Air enters a 16-cm-diameter pipe steadily at 200 kPa and 20°C with a velocity of 5 m/s. Air is heated as it flows, and it leaves the pipe at 180 kPa and 43°C. The gas constant of air is 0.287 kPa·m3/kg·K. Whats the volumetric flow rate of the inlet/outlet, mass flow rate and velocity & volume flow rate at the exit?

Answer 1

Explanation:

(a)  We will determine the mass flow rate as follows.

                m = $\rho_{1} V_{1}$

                    = $\frac{P_{1}}{RT_{1}}A_{1}v_{1}$

                    = $\frac{P_{1}}{RT_{1}} \times \frac{D^{2}}{4} \pi v_{1}$

Putting the given values into the above formula as follows.

      m = $\frac{P_{1}}{RT_{1}} \times \frac{D^{2}}{4} \pi v_{1}$

          = $\frac{200}{0.287 \times 293 K} \times \frac{(0.16)^{2}}{4} \pi \times 5$                          

          = 0.239 kg/s

Hence, the mass flow rate of the inlet/outlet is 0.239 kg/s.

(b)  Now, we will determine the final volume rate as follows.

            $V_{2} = \frac{m}{\rho_{2}}$

                        = $\frac{RT_{2}m}{P_{2}}$

                        = $\frac{0.287 \times 313 \times 0.239}{180}$

                        = 0.119 $m^{3}/s$

And, the final velocity will be determined as follows.

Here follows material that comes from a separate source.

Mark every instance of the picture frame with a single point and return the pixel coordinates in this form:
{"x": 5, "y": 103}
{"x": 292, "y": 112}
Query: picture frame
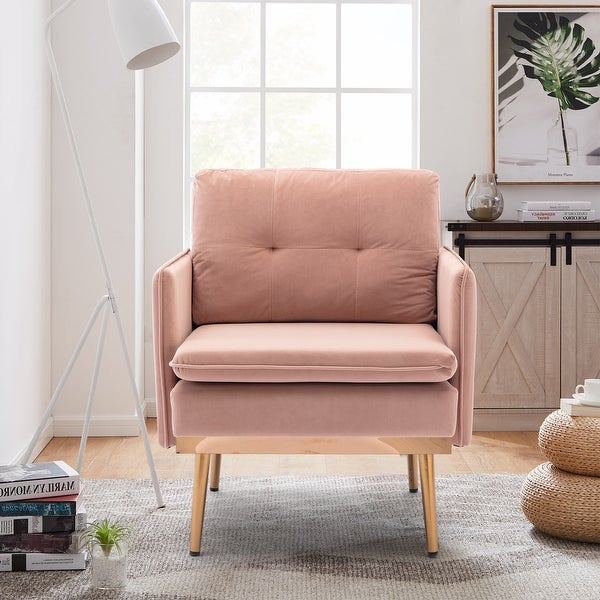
{"x": 546, "y": 93}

               $v_{2} = \frac{V_{2}}{A}$

                         = $\frac{4V_{2}}{D^{2} \times \pi}$

                         = $\frac{4 \times 0.119}{(0.16)^{2} \times \pi}$

                         = 5.92 m/s

Therefore, the volumetric flow rate is 0.119 $m^{3}/s$ and velocity rate is 5.92 m/s.